E pure questa sarebbe una forzatura, perché non esiste contratto di lavoro che preveda un obbligo di vaccinazione per i dipendenti, salvo che per mansioni per le quali sono previsti precisi standard di sicurezza. Né tantomeno un cittadino può essere tenuto a rivelare al proprio datore di lavoro se si è sottoposto a vaccinazioni, come invece è stato disposto per l’ingresso a scuola dei bambini.
E come la mettiamo invece, se il rifiuto di un lavoratore a vaccinarsi mette a rischio le persone che assiste? Oppure i colleghi invalidi, assunti nella stessa azienda, che magari non possono vaccinarsi? Beh, in caso di Covid, la questione neppure si pone poiché questo vaccino rende immuni ma non è ancora dimostrato se questo impedisca anche la trasmissibilità del virus.
Il caso dell’infermiera di Messina
Fa scuola in tal senso il caso di una infermiera del Policlinico di Messina che, nelle scorse settimane, ha vinto un ricorso dinanzi al Tribunale del Lavoro perché si era rifiutata di sottoporsi al vaccino contro l’influenza.
Per far fronte alla pandemia da Covid, con una ordinanza, la Regione Sicilia aveva sancito l’obbligo di immunizzazione contro l’influenza per il personale sanitario. Ragion per cui l’azienda sanitaria aveva esortato l’infermiera a vaccinarsi entro il 20 dicembre, pena la sospensione temporanea dal servizio per tutta la campagna vaccinale.

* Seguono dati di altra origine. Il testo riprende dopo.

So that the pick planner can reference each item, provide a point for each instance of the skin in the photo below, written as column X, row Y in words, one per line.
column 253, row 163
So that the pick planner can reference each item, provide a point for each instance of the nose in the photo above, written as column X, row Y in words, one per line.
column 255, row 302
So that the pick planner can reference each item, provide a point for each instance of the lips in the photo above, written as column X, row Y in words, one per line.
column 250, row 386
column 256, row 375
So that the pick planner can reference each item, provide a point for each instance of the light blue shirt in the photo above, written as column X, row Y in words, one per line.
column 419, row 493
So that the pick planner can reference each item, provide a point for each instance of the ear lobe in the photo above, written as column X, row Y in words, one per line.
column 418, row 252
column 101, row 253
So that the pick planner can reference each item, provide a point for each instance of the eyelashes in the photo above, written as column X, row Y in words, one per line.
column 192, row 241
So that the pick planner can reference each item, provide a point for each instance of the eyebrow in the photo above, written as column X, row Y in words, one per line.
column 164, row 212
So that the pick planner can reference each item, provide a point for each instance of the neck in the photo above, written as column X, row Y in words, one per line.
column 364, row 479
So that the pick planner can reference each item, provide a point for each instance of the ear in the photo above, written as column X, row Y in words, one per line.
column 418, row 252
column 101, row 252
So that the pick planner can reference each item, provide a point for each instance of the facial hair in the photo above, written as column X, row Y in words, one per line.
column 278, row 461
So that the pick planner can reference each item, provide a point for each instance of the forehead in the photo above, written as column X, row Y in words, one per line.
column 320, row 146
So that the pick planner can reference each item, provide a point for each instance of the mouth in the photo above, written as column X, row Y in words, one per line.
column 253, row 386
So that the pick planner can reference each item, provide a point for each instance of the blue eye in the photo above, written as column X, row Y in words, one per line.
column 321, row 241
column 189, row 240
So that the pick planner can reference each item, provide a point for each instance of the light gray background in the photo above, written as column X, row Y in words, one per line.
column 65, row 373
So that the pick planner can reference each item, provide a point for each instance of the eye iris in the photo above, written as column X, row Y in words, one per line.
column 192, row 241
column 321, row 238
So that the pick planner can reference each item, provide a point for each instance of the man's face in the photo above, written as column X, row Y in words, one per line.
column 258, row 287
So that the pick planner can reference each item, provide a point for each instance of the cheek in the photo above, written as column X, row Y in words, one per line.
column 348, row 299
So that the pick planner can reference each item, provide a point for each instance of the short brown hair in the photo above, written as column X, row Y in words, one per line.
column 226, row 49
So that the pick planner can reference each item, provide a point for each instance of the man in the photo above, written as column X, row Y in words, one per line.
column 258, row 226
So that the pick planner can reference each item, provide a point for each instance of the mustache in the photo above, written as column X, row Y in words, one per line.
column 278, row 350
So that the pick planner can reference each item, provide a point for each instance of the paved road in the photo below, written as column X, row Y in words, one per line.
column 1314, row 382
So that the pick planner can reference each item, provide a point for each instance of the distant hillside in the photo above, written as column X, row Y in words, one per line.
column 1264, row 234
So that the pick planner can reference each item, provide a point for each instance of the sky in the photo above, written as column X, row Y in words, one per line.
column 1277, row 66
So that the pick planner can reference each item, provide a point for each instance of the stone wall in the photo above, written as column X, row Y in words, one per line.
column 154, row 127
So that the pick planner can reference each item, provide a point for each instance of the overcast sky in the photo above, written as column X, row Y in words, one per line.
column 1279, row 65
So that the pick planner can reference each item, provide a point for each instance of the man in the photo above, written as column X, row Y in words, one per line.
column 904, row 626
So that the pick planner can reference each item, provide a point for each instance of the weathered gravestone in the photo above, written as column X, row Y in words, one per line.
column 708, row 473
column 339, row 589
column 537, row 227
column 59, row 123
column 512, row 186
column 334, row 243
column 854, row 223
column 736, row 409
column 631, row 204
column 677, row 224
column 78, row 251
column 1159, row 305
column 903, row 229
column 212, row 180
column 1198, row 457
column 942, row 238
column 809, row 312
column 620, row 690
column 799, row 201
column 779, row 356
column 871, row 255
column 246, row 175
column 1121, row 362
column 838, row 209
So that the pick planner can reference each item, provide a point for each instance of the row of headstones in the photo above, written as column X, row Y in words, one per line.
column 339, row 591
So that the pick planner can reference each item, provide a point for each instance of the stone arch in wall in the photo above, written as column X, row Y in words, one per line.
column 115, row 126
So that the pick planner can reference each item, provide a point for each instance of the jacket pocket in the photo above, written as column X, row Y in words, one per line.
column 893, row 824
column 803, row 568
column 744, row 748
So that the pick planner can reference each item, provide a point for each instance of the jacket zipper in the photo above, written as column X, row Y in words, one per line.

Ma il giudice le ha dato ragione “a prescindere dalla ragionevolezza” del provvedimento perché l’obbligo “può essere imposto solo con una legge dello Stato” e non con una ordinanza regionale. Se fosse stato vero il ragionamento di Guariniello, il Tribunale del Lavoro di Messina avrebbe potuto respingere il ricorso dell’infermiera. Ma così non è stato.
Per quelli, invece, che… “mi vaccino, ma non subito”, niente panico. E’ lo stesso Guariniello a ricordarci che c’è il blocco dei licenziamenti. “Ma in futuro il problema potrebbe presentarsi”, dice. C’è tempo fino a marzo per decidersi.
Chi ha ragione?
E’ vero quello che dice il giudice Guariniello: “Tutelare la salute significa vaccinare il maggior numero possibile di persone”. E in piena pandemia non può essere solo “un’indicazione morale”. Torniamo però a quanto detto in premessa: il governo ha già detto che il vaccino contro il Covid non sarà obbligatorio. Quindi al momento una legge che lo imponga non c’è.
Secondo virologi ed epidemiologi l’obbligatorietà è senz’altro la via più veloce e sicura per raggiungere la cosiddetta immunità di gregge. Ma, al contempo, molti auspicano che sia privilegiata e incoraggiata una adesione spontanea da parte dei cittadini.
Fior fior di giuristi tra i quali l’ex presidente della Consulta, Cesare Mirabelli e il costituzionalista Michele Ainis, hanno sostenuto altresì che l’obbligo si può fare solo con legge dello Stato, discussa e votata dal Parlamento. Altrimenti il rischio è di venire accusati di “dittatura sanitaria”, come già ampiamente visto nelle piazze dei negazionisti.
La responsabilità, allora, non può che essere della politica. Con campagne di informazione e persuasione efficaci. Sicuramente non è in capo al datore di lavoro. Nel dubbio, buon V-Day a tutti!